# Sporadic lag -- really annoying [Solved]

## grooveman

Hi.

I'm having a really irritating problem with my PC.  Every few minutes (or sometimes several times a minute), my system will become unresponsive.  Nothing registers, no mouse clicks, keystrokes -- nothing, then all of a sudden, the system will become responsive again, and all my clicks and keystrokes spit out all at once.

This is a new system, and it is no wuss.  It is a quad-core amd with 8GB of ram.  I'm using KDE 4 as my desktop, and I have an NVidia geforce 9800 -- so the compositing should not be a burden at all.

I appreciate any help!

Thanks.

G

----------

## Rexilion

If I were you, I would:

- Try the nv driver for your card (completely disable nvidia (including opengl, kernel module etc...))

- Upgrade to a newer kernel (you have very recent hardware)

- Disable USB (I see a lot of those messages in your dmesg, this could *help* narrow down the problem)

- Try disabling cpu frequency schaling and any other power management related service (except for ACPI of course)

Hope that helps...

----------

## grooveman

Yeah, I think those are good tips... that nvidia driver seems very suspect to me in particular I'll give that a shot in the next day or two here...

Oh yes, I forgot to mention, I am running a raid 1 through mdadm/lvm2 -- thought I would think that should not make a difference...

----------

## Rexilion

 *grooveman wrote:*   

> Yeah, I think those are good tips... that nvidia driver seems very suspect to me in particular I'll give that a shot in the next day or two here...
> 
> Oh yes, I forgot to mention, I am running a raid 1 through mdadm/lvm2 -- thought I would think that should not make a difference...

 

Try without that too, but as a last resort as that seems highly unlikely to be the culprit.

----------

## transpetaflops

You wouldn't happen to have a Western Digital Green Power disk in that computer, would you? The Intelli-Park "feature" of that model is wrecking havoc in Linux-land unfortunately creating the exact behaviour you describe.

----------

## grooveman

 *transpetaflops wrote:*   

> You wouldn't happen to have a Western Digital Green Power disk in that computer, would you? The Intelli-Park "feature" of that model is wrecking havoc in Linux-land unfortunately creating the exact behaviour you describe.

 

Umm... yes.  I've raided two of them   :Shocked: 

And, of course, they are now no longer under warranty...

I have of these in RAID 1:

Western Digital Caviar Green WD10EADS 1TB 32MB Cache SATA 3.0Gb/s 3.5" Internal Hard Drive

But I can't find anything google-wise on these drives to this effect... the newegg reviews have a few linux users who do not complain of this...

----------

## depontius

Is this by anychance when Firefox is active?  Does it happen when Firefox isn't active?  I presume your /home is local ext3...  What are your mount options?  Did you accept the standard kernel options for building ext3?

I have /home mounted over nfs4, and used to have a bad case of this.  I moved ~/.mozilla onto local disk and things got better, but I know that there have also been a lot of complaints about firefox/sqlite/ext3 interactions.

----------

## transpetaflops

 *grooveman wrote:*   

>  *transpetaflops wrote:*   You wouldn't happen to have a Western Digital Green Power disk in that computer, would you?

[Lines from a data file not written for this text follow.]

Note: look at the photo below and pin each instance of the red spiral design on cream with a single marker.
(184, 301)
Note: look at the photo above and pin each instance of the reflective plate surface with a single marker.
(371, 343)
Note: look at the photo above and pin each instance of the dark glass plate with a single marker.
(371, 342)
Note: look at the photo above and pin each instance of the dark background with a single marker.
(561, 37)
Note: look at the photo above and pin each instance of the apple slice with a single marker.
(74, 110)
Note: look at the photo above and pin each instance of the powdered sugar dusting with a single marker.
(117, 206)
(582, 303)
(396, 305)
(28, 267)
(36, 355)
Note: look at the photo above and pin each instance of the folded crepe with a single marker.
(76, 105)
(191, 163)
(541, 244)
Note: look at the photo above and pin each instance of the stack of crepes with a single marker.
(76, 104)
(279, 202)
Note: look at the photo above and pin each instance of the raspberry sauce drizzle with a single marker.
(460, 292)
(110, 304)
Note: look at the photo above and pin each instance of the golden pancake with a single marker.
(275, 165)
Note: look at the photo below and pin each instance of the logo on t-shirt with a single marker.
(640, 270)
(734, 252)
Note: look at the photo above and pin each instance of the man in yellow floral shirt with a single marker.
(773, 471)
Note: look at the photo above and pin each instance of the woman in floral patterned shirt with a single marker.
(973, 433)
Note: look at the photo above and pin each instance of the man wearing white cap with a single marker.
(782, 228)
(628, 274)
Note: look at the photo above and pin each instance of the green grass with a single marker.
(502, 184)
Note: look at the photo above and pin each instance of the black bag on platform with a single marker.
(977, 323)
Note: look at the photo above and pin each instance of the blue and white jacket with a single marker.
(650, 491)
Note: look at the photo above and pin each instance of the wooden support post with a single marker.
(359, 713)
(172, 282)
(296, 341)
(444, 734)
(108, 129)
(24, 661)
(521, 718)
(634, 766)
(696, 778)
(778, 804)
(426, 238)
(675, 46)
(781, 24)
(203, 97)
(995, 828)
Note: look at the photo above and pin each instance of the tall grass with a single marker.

The Intelli-Park "feature" of that model is wrecking havoc in Linux-land unfortunately creating the exact behaviour you describe. 
> 
> Umm... yes.  I've raided two of them  
> 
> But I can't find anything google-wise on these drives to this effect... the newegg reviews have a few linux users who do not complain of this...

 

Problems started to surface back in 2008. Here's one thread on the kernel list: http://lkml.org/lkml/2008/4/10/360

Check your Load_Cycle_Count with smartctl -a /dev/sdX

The consumer drives are rated for 300,000 of these head offloading cycles. If this value is unreasonable high, then this is your problem. Intelli-Park parks the heads if the disk is idle for 8 seconds. It won't unload them again for 30 seconds after that and during this period a Linux system appears frozen. Windows users don't report any problem with this so the "feature" is obviously tuned for that OS. WD provided updated firmware at one point that disabled Intelli-Park and they also provided a tool called wdidle3.exe that could be used to disable it. Neither is provided anymore and wdidle3.exe doesn't work with newer models. You may be lucky if you can pick up a copy. I know Qnap still provides it on their support site. Many of their users experienced this problem since Qnap's products are Linux-based.

----------

## grooveman

 *depontius wrote:*   

> Is this by anychance when Firefox is active?  Does it happen when Firefox isn't active?  I presume your /home is local ext3...  What are your mount options?  Did you accept the standard kernel options for building ext3?
> 
> I have /home mounted over nfs4, and used to have a bad case of this.  I moved ~/.mozilla onto local disk and things got better, but I know that there have also been a lot of complaints about firefox/sqlite/ext3 interactions.

 

It seems to happen both when firefox is running, and when it isn't.  (Though it seems worse when FF is running).   A sure fire way to get it to act up is to start playing videos while I do something, anything, else.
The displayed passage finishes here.